By that point, in March 2020 at the start of the Covid-19 pandemic, her studies at Sim Balk Lane had grown increasingly challenging, as she took “pain relief like sweets” just to get through her College days.

At other times, she would spend whole days vomiting and unable to get out of bed, as her migraines, dizzy spells and balance issues intensified.

Having previously dropped out of York College when she studied fashion design after leaving school at the age of 16, though, Joanne was determined to see this course through.

“If I'm honest, I didn't apply myself to that fashion course and left after a year,” she recalled. “It wasn’t the college’s fault at all. It was totally mine, but I vowed to return one day and, when I did, I loved it.

“I’ve worked in offices, as a cleaner and as a carer for my son. He is the most important person in my life and I wouldn't change him for the world, but studying at York College has provided me with another purpose and desire.”

Joanne’s extensive surgeries meant her jaw had to be broken to reach the tumour, requiring repairs to her skull, which included the insertion of metal plates.

“I’ll definitely bleep going through airport security,” added Joanne, who has never lost her sense of humour.
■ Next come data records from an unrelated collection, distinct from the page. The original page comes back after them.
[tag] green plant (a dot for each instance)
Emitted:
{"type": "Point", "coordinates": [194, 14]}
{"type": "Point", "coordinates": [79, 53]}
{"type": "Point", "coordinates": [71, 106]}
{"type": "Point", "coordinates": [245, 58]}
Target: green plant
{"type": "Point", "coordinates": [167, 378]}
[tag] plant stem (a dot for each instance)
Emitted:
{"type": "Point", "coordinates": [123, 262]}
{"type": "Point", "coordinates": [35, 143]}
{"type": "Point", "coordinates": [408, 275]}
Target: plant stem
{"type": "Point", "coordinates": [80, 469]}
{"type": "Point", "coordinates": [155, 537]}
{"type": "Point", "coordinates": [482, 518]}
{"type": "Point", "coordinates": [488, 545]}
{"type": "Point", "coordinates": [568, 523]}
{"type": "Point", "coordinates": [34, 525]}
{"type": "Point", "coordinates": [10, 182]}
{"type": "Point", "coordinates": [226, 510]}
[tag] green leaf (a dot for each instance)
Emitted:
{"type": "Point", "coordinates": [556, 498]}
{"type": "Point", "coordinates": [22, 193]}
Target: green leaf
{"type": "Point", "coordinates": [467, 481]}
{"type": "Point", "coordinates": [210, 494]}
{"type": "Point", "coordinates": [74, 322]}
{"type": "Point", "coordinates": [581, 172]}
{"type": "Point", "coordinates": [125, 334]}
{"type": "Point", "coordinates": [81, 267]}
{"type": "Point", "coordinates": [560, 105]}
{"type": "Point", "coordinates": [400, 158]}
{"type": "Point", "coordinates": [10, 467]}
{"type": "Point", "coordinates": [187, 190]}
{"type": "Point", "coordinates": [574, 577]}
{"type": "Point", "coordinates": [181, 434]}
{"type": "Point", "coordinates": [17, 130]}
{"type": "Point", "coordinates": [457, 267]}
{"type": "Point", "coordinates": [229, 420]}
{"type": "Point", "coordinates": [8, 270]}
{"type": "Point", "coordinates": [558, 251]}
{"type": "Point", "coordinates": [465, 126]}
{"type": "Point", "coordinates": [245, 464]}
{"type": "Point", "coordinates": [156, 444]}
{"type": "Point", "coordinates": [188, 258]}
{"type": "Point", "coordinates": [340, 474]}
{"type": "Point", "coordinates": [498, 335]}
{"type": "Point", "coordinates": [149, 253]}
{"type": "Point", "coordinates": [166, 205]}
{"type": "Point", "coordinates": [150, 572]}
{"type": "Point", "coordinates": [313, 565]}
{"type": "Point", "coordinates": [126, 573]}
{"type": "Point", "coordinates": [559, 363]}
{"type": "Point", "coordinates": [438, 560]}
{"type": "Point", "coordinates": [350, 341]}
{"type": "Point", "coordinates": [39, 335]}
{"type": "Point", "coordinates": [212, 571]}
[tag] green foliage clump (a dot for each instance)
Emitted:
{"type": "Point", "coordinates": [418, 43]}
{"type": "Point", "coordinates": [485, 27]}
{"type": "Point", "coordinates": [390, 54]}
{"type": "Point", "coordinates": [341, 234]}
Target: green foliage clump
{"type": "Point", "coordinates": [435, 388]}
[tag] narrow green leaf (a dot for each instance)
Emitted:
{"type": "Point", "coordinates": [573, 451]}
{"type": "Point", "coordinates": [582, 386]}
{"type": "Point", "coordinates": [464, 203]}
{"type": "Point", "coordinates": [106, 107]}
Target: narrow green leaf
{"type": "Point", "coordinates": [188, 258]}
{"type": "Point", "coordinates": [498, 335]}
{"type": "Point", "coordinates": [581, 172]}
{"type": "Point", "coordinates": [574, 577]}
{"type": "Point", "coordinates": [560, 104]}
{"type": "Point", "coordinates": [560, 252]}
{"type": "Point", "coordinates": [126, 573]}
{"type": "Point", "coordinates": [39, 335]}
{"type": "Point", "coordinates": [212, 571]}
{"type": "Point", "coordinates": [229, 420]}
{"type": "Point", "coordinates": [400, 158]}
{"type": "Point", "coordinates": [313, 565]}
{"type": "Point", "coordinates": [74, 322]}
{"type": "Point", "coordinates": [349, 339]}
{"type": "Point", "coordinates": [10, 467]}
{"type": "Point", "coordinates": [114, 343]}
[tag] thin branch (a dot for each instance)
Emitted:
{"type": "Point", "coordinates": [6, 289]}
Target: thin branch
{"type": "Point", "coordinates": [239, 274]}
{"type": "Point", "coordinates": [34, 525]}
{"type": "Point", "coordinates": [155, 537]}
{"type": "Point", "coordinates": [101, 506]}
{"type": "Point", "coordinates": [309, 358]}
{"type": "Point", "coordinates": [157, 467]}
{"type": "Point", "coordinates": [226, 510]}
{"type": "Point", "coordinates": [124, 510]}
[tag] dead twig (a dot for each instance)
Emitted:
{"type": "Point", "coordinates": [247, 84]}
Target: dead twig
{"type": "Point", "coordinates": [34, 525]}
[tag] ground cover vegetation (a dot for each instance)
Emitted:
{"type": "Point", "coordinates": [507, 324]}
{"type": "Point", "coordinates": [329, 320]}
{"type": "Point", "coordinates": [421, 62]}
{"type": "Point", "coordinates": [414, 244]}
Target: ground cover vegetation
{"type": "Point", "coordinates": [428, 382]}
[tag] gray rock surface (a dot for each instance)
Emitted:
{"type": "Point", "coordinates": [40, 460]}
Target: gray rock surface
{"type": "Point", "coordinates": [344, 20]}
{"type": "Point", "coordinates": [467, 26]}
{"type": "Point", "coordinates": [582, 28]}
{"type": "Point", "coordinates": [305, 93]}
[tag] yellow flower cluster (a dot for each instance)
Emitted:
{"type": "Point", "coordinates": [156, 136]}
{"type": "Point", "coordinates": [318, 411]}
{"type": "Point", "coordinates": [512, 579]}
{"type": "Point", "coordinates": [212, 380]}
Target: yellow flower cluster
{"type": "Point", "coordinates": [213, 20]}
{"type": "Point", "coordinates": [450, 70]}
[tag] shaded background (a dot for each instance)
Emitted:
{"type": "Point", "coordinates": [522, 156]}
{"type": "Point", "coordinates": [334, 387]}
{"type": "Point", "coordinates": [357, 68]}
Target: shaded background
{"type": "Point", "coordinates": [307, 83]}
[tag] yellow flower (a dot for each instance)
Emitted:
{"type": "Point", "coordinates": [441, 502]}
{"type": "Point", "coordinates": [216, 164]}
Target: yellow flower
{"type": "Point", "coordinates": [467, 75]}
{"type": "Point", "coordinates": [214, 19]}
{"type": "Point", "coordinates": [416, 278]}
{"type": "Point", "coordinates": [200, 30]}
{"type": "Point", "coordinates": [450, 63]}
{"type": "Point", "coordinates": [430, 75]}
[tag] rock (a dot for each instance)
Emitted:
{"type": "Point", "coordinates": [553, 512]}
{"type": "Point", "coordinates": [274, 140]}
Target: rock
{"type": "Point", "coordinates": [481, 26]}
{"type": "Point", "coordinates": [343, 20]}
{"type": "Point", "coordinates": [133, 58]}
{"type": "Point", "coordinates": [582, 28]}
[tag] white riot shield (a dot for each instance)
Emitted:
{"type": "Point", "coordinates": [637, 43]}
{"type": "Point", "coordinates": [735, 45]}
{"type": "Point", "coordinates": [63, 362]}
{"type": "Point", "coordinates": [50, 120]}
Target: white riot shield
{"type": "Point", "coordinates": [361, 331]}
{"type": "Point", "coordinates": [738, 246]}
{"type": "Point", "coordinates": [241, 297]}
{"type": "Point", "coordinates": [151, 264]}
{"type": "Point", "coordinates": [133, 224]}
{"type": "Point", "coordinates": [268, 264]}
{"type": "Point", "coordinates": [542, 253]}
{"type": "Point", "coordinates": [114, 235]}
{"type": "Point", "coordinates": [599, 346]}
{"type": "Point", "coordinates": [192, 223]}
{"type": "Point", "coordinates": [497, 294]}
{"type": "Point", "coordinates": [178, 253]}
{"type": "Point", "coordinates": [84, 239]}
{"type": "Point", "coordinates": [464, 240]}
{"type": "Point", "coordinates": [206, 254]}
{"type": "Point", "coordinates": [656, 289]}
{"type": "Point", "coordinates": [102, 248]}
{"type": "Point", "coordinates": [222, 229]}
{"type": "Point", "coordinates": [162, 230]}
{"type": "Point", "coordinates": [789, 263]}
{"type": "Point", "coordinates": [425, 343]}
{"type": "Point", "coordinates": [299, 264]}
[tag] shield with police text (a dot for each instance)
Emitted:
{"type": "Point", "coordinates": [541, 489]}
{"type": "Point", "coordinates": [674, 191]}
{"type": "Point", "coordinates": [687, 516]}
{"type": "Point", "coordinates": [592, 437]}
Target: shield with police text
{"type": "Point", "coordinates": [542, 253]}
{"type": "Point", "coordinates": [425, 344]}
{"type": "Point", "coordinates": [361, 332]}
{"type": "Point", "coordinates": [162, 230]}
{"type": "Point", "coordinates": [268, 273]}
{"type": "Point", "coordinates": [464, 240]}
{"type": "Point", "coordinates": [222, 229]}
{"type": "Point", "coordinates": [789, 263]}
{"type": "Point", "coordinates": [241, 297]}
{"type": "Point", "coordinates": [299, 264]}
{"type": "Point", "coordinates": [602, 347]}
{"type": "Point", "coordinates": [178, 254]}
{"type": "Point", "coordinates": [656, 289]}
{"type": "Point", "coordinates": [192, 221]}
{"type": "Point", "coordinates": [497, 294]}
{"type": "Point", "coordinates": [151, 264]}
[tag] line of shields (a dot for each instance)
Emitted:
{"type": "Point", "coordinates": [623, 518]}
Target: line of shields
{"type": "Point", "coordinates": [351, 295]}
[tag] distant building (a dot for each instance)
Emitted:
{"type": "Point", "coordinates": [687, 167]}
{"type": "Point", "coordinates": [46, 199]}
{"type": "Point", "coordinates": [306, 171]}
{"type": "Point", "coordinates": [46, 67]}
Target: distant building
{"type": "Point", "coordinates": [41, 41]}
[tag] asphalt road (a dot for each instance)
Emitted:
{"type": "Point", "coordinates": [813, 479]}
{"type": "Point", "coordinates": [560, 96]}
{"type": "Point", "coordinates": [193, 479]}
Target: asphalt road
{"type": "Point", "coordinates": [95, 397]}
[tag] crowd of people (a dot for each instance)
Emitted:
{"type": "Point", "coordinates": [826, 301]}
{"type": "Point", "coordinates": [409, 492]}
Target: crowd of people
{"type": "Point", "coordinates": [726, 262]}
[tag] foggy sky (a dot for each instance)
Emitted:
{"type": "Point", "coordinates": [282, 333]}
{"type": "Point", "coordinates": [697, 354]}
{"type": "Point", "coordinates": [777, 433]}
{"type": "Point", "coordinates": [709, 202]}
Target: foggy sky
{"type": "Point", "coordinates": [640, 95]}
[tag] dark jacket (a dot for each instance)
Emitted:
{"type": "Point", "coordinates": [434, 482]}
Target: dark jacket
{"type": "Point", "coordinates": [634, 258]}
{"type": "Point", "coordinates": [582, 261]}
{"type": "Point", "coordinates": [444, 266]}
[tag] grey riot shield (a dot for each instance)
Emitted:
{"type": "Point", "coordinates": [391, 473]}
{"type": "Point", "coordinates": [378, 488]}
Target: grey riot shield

She has, however, been left with double vision if she looks to her right or downwards, a complete loss of hearing in one ear and continued balance issues, as well as no feeling at all in her left eye or the left side of her face.

None of those disabilities held her back, however, as she completed her access course studies.

Nor will they stand in her way as she begins her degree and looks to the future.

“After my surgeons had worked that length of time to give me my life back, I was determined not to be a victim, so I wanted to return to my studies and complete what I started and the college have been so supportive,” Joanne pointed out.

“I’ve always been interested in making masks and armour and maybe using my skills in film or theatre, but my future course may possibly take me in a different direction.”